Row of high-fiber fruits
1. Pomegranate
A pomegranate is the fruit with the most fiber. In fact, one 150-gram pomegranate contains about 5.1 grams of fiber. That is equivalent to 3.4 per 100 grams. Especially the seeds of this fruit are high in fiber. Delicious to suck on, or add to a salad as a garnish.
2. Blackberries
Blackberries are also a high-fiber fruit. In one 125-gram bowl of blackberries, there are already 3.9 fibers. That’s equivalent to 3.1 per 100 grams. You can eat them on the go as a healthy snack. Or you can add them to a bowl of yogurt with granola. Nice and sweet in taste and therefore also good for your body.
3. Raspberries
Raspberries, like blackberries, are particularly rich in fiber. In a 100-gram serving of raspberries, there are 2.5 grams of fiber. Raspberries also taste deliciously pure. The perfect snack in the high-fiber products category, but also a cheerful garnish for breakfasts and desserts.
4. Pear
A 225-gram pear contains a whopping 5 grams of fiber. That’s equivalent to 2.2 per 100 grams. Note: be sure to eat a pear with its skin. Because the skin alone contains a third of all fruit fiber. So it’s a shame to peel it off. Just rinse it under the cold tap.
5. Apple
You will also find relatively high amounts of fiber in apple. A total of about 2 per 100 grams. But because an apple easily weighs 135 grams, you’ll get to 2.7 grams sooner. As with pear, much of the fiber in apple is in the skin. So save yourself the trouble of peeling an apple and eat it that way.
6. Orange
An orange contains as much fiber as an apple. About 2 per 100 grams and up to 3.4 grams each. Cut an orange into segments and easily eat the pulp out. Also delicious to squeeze, but remember that a lot of fiber is lost in the process. Squeezed juice contains only 0.3 fiber per 100 grams.
7. Banana
Finally, another high-fiber fruit not to be missed in this list: banana. This yellow rascal contains about 1.9 per 100 grams and that can add up to 3.1 grams of fiber per piece. Very good for your digestion and, as with all fruits with lots of fiber, drink plenty of water with them. Then you’ll avoid constipation.
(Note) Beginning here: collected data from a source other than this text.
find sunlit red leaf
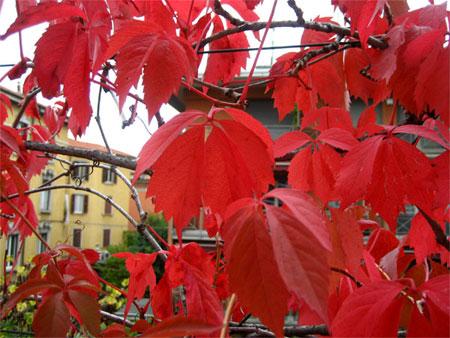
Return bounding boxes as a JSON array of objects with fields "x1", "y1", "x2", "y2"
[
  {"x1": 113, "y1": 252, "x2": 158, "y2": 317},
  {"x1": 141, "y1": 316, "x2": 221, "y2": 337},
  {"x1": 331, "y1": 280, "x2": 406, "y2": 337},
  {"x1": 2, "y1": 2, "x2": 86, "y2": 38},
  {"x1": 137, "y1": 108, "x2": 273, "y2": 235}
]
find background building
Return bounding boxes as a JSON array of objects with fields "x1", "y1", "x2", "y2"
[{"x1": 0, "y1": 87, "x2": 135, "y2": 268}]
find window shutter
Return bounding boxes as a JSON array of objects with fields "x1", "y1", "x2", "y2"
[
  {"x1": 103, "y1": 229, "x2": 111, "y2": 247},
  {"x1": 83, "y1": 195, "x2": 89, "y2": 213},
  {"x1": 73, "y1": 229, "x2": 81, "y2": 248},
  {"x1": 70, "y1": 195, "x2": 75, "y2": 214},
  {"x1": 102, "y1": 168, "x2": 107, "y2": 183},
  {"x1": 104, "y1": 197, "x2": 112, "y2": 215}
]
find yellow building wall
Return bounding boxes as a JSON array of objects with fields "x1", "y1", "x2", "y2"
[{"x1": 0, "y1": 88, "x2": 134, "y2": 269}]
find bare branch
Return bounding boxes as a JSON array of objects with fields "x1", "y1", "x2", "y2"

Combine vegetables high in fiber with fruit fiber
Are you trying to boost your gut flora? Do you want to lose weight by eating easily digestible dietary fiber? Or are you hoping to lower your bad cholesterol levels? Then you can choose to eat other products high in fiber in addition to fruit. How about vegetables, for example? Some vegetables high in fiber are celeriac, endive, pak choi, string beans, green beans and Brussels sprouts. But broccoli, parsnips and pumpkin are also vegetables high in fiber.
Other high-fiber products
Besides fruits and vegetables, there are a lot of other products that are high in fiber. These are found particularly in whole grain cereal products, such as rye bread, brown rice, oatmeal and whole grain pasta or bread. Legumes, such as brown beans, red lentils and chickpeas, are also particularly high in fiber. So are nuts and potatoes. Animal products, such as meat and dairy, do not contain fiber. So products high in fiber are actually always plant-based.